Editorial: Statewide vote for 'wet' counties is wrong

After several failed attempts, a statewide push to make all counties in Arkansas “wet” or alcohol-sale-friendly, has been approved by the attorney general. If enough signatures are collected in the next month, a ballot initiative could be placed in front of every voter in Arkansas in November, the same time we will all be voting for several state and national offices.

Even before this latest news, there has already been a local effort to have a similar law passed in Faulkner County — there are still those canvassing for signatures at the county-level.

Although it may seem to be a simple question — do we want easier access to alcohol in our city and county — there are other issues to consider, and this latest development can actually create a situation where those who have nothing to do with Faulkner County can tell us how our community will be from here on out.

If a ballot initiative does make it to the state voters in a few months, then those people in Little Rock and Fayetteville will decide whether we will begin to house liquor stores on our blocks and makeshift beer and wine aisles in our grocery stores. While we have nothing personally against these images — we have certainly progressed passed the days of prohibition and bootlegging — it says something that the ability to create parts of our community the way we see fit could be taken away from us.

Conway, along with several other cities in Arkansas, have participated in an experiment over the past few years that allows us to be a “damp” county. Many restaurants have become in a sense private clubs, with no real differences to restaurants in larger areas in the state. Because of that, if you want to have a burger with your beer or a glass of wine with your steak, there are many places where that is possible. It has allowed Conway to grow and to bring more things to more people. No longer do you have to trek 30 minutes for a fine meal and everything that comes with it.

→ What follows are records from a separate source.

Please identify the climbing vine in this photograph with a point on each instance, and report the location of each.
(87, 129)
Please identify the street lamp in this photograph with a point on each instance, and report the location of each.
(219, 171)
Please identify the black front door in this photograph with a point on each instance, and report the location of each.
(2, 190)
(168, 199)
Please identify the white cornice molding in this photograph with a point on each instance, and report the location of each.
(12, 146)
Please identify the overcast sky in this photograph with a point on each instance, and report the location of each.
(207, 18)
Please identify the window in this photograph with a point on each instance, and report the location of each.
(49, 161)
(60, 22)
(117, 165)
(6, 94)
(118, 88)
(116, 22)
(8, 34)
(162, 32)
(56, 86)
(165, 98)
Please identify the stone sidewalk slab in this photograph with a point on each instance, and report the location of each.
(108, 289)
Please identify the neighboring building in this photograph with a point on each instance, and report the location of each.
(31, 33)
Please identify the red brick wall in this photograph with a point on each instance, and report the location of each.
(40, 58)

We believe it’s an experiment that has worked. The downtown scene has thrived, and Conway has become a hub for more familiar franchises (with many more on the way courtesy of Central Landing, among other developments). But what happens if that experiment is changed not by our own people, but by those who do not help provide nor care for the community of Conway? Shouldn’t the decision of what we make our area reside with the people who have committed to live in it?

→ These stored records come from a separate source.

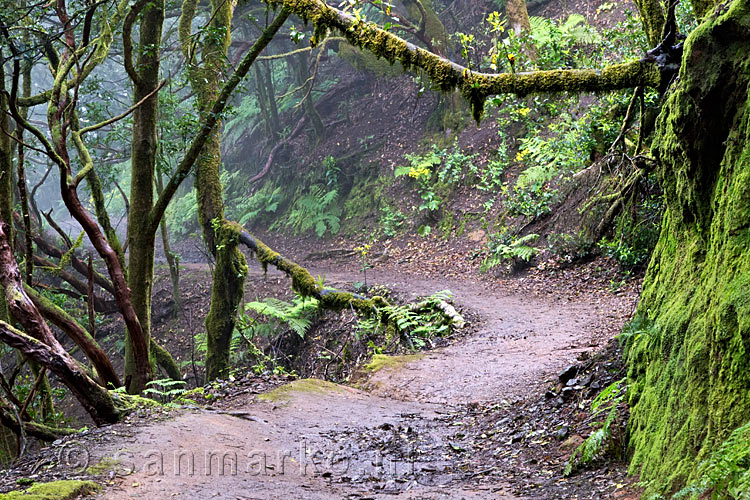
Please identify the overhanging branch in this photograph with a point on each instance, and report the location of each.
(475, 87)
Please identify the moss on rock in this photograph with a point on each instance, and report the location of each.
(307, 385)
(687, 366)
(381, 361)
(55, 490)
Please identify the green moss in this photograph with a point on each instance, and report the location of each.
(362, 201)
(56, 490)
(227, 290)
(446, 224)
(106, 464)
(365, 61)
(689, 382)
(381, 361)
(307, 386)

There are many questions that can be raised by shifting from a dry (or damp) county to one that is wet. There will be concerns from businesspeople, law enforcement and city planners. The last time this concern was addressed was nearly 40 years ago, and although times are always changing, it is nice to know that it has been the people of Conway who have been able to dictate that change.

This isn’t a human rights issue, like various ones being waged in our capitol. This is about the ability for the villagers to have a say about the village in which they live.

We’ve done pretty well so far. We shouldn’t have anyone else telling us it doesn’t work.